[Video and Audio Data Processing] H.264 video stream analysis

0. Basic concepts

The location of the 0.1 video stream in the video player is as follows:


H.264 original code stream (also known as "naked stream") is composed of one NALU. Their structure is shown in the figure below.

0.2 to be more accurate, the original NALU unit is composed of:

[start code] + [NALU header] + [NALU payload]

[start code] takes up 3 or 4 bytes, which is 0x000001 or 0x00000001.

And [NALU header] is composed of the following:

forbidden_zero_bit(1bit) + nal_ref_idc(2bit) + nal_unit_type(5bit)

0.3 NALU type

0.3.1 forbidden_zero_bit:

The forbidden bit, initialized to 0, can be set to 1 when the network finds that the NAL unit has a bit error,
So that the receiver can correct or lose the unit.

0.3.2 nal_ref_idc:

Nal importance indicates the importance of the nal unit. The larger the value is, the more important it is. When the decoder cannot decode it,
You can lose a NALU with an importance of 0.

0.3.3 nal_unit_type:

The syntax table of NALU is as follows:

Generally, the first two nalus of H.264 are SPS and PPS, and the third is IDR. SPS, PPS and SEI are three kinds of NALU that do not belong to frame category. Their definitions are as follows:

SPS(Sequence Parameter Sets): a set of sequence parameters, which acts on a series of consecutive encoded images.
PPS(Picture Parameter Set): set of image parameters, which acts on one or more independent images in the encoded video sequence.
SEI (supplementary enhancement information): additional enhancement information, including video picture timing and other information, is generally placed before the main coding image data.
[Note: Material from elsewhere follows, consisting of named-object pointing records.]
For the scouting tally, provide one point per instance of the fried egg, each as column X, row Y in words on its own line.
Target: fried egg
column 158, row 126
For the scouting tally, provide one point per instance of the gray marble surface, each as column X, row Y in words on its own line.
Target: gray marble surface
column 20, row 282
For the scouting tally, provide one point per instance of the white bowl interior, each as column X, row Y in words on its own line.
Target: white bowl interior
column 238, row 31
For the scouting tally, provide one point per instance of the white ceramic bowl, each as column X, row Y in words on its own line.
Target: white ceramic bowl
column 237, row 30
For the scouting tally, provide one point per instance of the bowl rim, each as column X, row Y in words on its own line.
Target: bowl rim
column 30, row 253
In some applications, it can be omitted.
IDR (instant decoding refresh): instant decoding refresh.
HRD(Hypothetical Reference Decoder): hypothetical stream scheduler.

1. Code

Or learn the thunderobot code, I wrote a further detailed note.

extern "C"
{
#ifdef __cplusplus
#define __STDC_CONSTANT_MACROS

#endif

}
extern "C" {

#include <stdio.h>
#include <stdlib.h>
#include <string.h>
#include <math.h>
}







typedef enum {
	NALU_TYPE_SLICE = 1,
	NALU_TYPE_DPA = 2,
	NALU_TYPE_DPB = 3,
	NALU_TYPE_DPC = 4,
	NALU_TYPE_IDR = 5,
	NALU_TYPE_SEI = 6,
	NALU_TYPE_SPS = 7,
	NALU_TYPE_PPS = 8,
	NALU_TYPE_AUD = 9,
	NALU_TYPE_EOSEQ = 10,
	NALU_TYPE_EOSTREAM = 11,
	NALU_TYPE_FILL = 12,
} NaluType;

typedef enum {
	NALU_PRIORITY_DISPOSABLE = 0,
	NALU_PRIRITY_LOW = 1,
	NALU_PRIORITY_HIGH = 2,
	NALU_PRIORITY_HIGHEST = 3
} NaluPriority;


typedef struct
{
	int startcodeprefix_len;      
	//! 4 for parameter sets and first slice in picture, 3 for everything else (suggested)
//In H264 bitstream, the start code is "0x00 0x00 0x01" or "0x00 0x00 0x01"
//startcodeprefix_len can be three bytes or four bytes

	unsigned len;         
	//! Length of the NAL unit (Excluding the start code, which does not belong to the NALU)
	unsigned max_size;            //! Nal Unit Buffer size
	int forbidden_bit;            //! should be always FALSE
//Forbidden bit_ Bit, initially 0, can be set to 1 when the network finds that there is a bit error in the NAL unit,
//So that the receiver can correct or discard the modification unit
	int nal_reference_idc;        //! NALU_PRIORITY_xxxx
//nal_reference_idc, this is an indication of the importance of the nal unit. The higher the value, the more important it is,
//When the decoder fails to decode, it can lose the NALU with the importance of 0.
	int nal_unit_type;            //! NALU_TYPE_xxxx    
	char* buf;                    //! contains the first byte followed by the EBSP
} NALU_t;

//h264bitstream is a global file pointer
FILE* h264bitstream = NULL;                //!< the bit stream file

int info2 = 0, info3 = 0;


//In H264 bitstream, the start code is "0x00 0x00 0x01" or "0x00 0x00 0x01"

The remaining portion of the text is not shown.